Çocuklar okul formalarını giyip tüm hazırlıklarını tamamladıktan sonra bakıcılarıyla vedalaşır, asansöre binip alçalmaya başlarlardı. 33, 32, 31, 30... Ancak dakikalar sonra giriş katına ulaşırlardı. Asansörde vakit geçirmenin en eğlenceli yolu şarkı söylemekti; kimseye denk gelmeyecek kadar şanslı olanlar, istedikleri şarkıyı bağıra çağıra söylerdi.

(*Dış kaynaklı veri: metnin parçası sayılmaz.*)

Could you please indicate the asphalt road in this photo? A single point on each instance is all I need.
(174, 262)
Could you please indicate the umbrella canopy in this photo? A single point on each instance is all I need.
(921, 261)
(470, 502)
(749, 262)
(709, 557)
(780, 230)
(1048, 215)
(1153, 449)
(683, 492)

Tek başına olmayanlar ise birbiriyle hiç konuşmayan komşular arasında sıkıntıdan patlardı. Her sabah, göğü delen apartmanların önü, gördüğü rüyayı düşünerek okul yoluna düşen onlarca çocukla dolardı. Onlar servislerini beklerken hava aydınlanır, dairelerin ışıkları bir bir sönerdi. Koskoca apartmanlarda dünyanın en gürültülü oyununu da oynasan borazan da çalsan, sadece apartman görevlileri duyardı. Çünkü geride bir tek onlar kalırdı.(AÖ)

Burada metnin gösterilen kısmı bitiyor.